The Mexican bank Grupo Financiero Banorte is also considered worth backing. Mexico's president Claudia Sheinbaum has kept a cool head in her dealings with Trump, aware of the vital importance of its US neighbour has to her country.
Getting to know these markets may be fascinating, but the research into individual shares is time-consuming and difficult.
Most investors will be better off in a fund or investment trust covering a spread of markets.
The low-charge option is Fidelity Emerging Markets, which tracks the MSCI index.
Best buy funds and trusts include Artemis SmartGARP Global Emerging Markets Equity, FSSA Global Emerging Markets, JP Morgan Emerging Markets, TT Emerging Markets Equity and Templeton Emerging Markets Investment Trust (Temit). The holdings of these funds and trusts can be found in their factsheets available online. It is worth checking these details to establish the level of risk – and whether you are comfortable backing certain regimes.
ASIAN TECHNOLOGY
Most funds and trusts prioritise Asia, concentrating on China, India, South Korea and Taiwan.
Chinese tech groups such as Alibaba, Baidu and Tencent are popular holdings.
But the favourite is the Taiwan Semiconductor Manufacturing Company (TSMC).
This group may be threatened by China's predatory stance towards Taiwan, but TSMC is moving some production to the US and remains integral to the global artificial intelligence (AI) industrial revolution.
Seghal comments: 'We hold TSMC. The US titan Nvidia may design the microchips for the generative AI system ChatGPT, but TSMC actually manufactures them.'
Nvidia is one of the Magnificent Seven of US tech. Like the others in this sector, it relies on another emerging market business.
Sehgal adds: 'At Temit, we also own the South Korean group Hynix. It supplies DRAM (dynamic random access memory), which stores code and data on computers.'
South Korea has experienced political turbulence. Last year, for example, the former president attempted to declare martial law.
But the situation has stabilised and although the country may have to cope with a 25 per cent levy, it could benefit from firms shifting manufacturing from China.
EUROPE AND THE MIDDLE EAST
If you wish to steer clear of China, given its trade war with the US, or suspect other Asian nations may not cope well with tariffs, there are adventures elsewhere.
The Barings Emerging EMEA Opportunities trust focuses on EMEA – Europe, the Middle East and Africa.
Alay Patel, its manager, says: 'The economic fundamentals of Eastern Europe are improving.'
Patel says that Poland is also benefiting from factors such as defence expenditure – spending 5pc of GDP on this area – and the return of skilled workers.
Meanwhile, the Gulf nations – UAE, Saudi Arabia and Qatar – are trying to lessen their reliance on oil by investing in tourism and infrastructure projects.

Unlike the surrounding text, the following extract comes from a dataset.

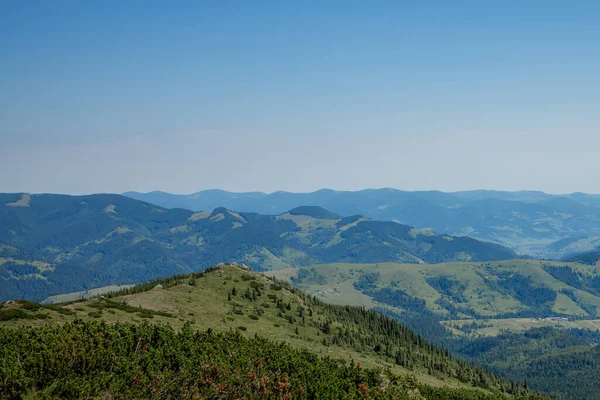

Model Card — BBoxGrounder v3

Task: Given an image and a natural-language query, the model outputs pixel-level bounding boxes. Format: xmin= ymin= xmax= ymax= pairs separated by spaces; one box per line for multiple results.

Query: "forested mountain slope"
xmin=0 ymin=194 xmax=514 ymax=301
xmin=0 ymin=265 xmax=538 ymax=400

Dimmich is particularly positive about the UAE. The prosperity of Dubai, its largest city, is being boosted by its mix of 'plentiful sunshine and low taxes'.

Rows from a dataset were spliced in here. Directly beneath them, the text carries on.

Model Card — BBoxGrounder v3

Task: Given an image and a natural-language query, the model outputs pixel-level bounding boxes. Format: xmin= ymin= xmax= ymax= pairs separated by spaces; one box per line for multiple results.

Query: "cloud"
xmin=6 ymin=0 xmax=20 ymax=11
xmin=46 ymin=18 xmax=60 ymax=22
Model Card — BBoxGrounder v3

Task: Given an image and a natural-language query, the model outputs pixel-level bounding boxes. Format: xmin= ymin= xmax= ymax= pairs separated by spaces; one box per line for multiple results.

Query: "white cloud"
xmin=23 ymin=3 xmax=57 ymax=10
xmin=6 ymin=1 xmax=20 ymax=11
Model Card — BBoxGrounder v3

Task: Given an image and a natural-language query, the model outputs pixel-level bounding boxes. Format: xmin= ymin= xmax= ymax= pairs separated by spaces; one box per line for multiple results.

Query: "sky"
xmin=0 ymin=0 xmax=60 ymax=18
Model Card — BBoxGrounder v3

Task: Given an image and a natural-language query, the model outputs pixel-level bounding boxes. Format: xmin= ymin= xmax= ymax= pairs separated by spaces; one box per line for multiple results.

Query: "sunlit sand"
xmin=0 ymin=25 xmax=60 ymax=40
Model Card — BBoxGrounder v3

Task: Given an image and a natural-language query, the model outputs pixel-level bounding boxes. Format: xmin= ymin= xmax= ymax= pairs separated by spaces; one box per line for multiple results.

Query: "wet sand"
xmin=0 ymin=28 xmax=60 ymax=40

But you should only approach emerging markets if you can afford to take a long-term view and be realistic about the potential rewards.

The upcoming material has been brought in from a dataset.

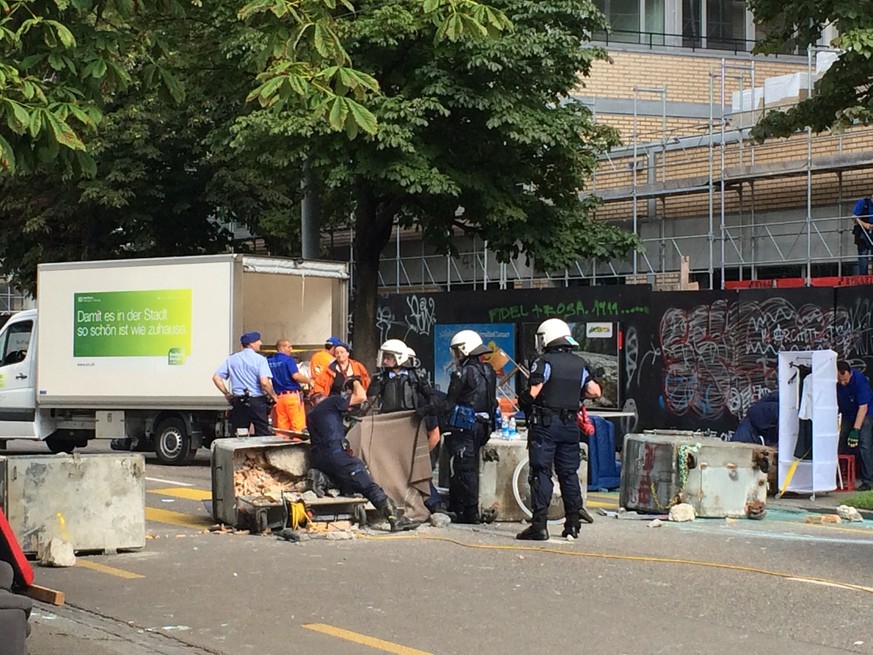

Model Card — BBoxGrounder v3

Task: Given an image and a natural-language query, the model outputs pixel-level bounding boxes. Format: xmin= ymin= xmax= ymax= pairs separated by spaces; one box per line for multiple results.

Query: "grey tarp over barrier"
xmin=347 ymin=411 xmax=433 ymax=521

Sehgal says that emerging markets will provide a return of 7 per cent to 8 per cent a year – far better than the yields on government bonds.
This may dismay anyone who has grown accustomed to the spectacular gains provided by Magnificent Seven tech shares in recent years. But the Wall Street types who are embracing emerging markets seem undeterred and even rather excited – which is a strong alert to anyone postponing diversification this summer.